Quelques enregistrements (Plaisir d'Amour, Aux Marches du Palais) ont immortalisé ces romances et complaintes d'autrefois, à une voix - celle de Claire Lefiliâtre évidemment ! - (Adorable Les tendres Souhaits, Quand je menais les Chevaux boire, Blanche Biche) ou à plusieurs (Le Roi a fait battre Tambour, La Fille au Roi Louis, La Louison, L'Amour de Moy).
C'est dans le domaine a priori daté de l'Air de Cour que l'ensemble a réalisé ses plus beaux enregistrements de musiques mélancoliques ou gaillardes. Charles Tessier (vers 1550-1610) (Quand le Flambeau du Monde, Me voila hors du Naufrage, J'aime la Dizaine ), Pierre Guédron (1565-1620) (Quel Espoir de guérir, Las ! Que ne suis-je née, Dessus la Rive de la Mer ya trois belles Filles , Qu'on ne me parle plus d'Amour ), puis son gendre Anthoine Boesset (1587-1643) (Nos Esprits libres et contents, A la Fin cette Bergère, Départ que le Devoir me fait precipiter et les exotiques Una Musiqua et Gran Chacona), ont enchanté les cours d'Henri IV et Louis XIII. Etienne Moulinié (1599-1676) (Concert de différents Oyseaux, L'humaine Comédie) a fait de même à la cour de Gaston d'Orléans, frère de Louis XIII.

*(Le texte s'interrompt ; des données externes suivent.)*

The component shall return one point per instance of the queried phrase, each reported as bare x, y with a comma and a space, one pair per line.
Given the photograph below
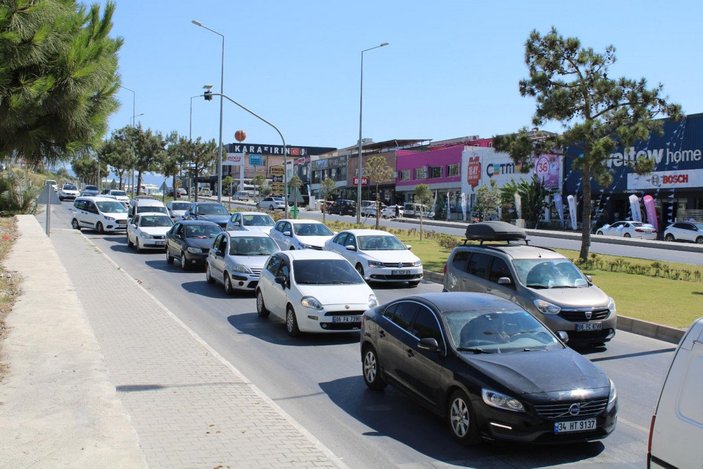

Ces quatre albums ainsi que plusieurs enregistrements anciens sont repris dans un coffret de 20 CD, édité en 2019 au prix fort démocratique de 40 euros (Vérifiez si les morceaux qui vous intéressent en font partie).
Le mot de la fin sera pour Vincent Dumestre qui joue de la guitare baroque et du théorbe comme Cristina Pluhar, sa collègue d'Arpeggiata. Il a enregistré des pièces de Robert de Visée sur un CD paru chez Alpha, dont la fameuse chaconne (Plage 12).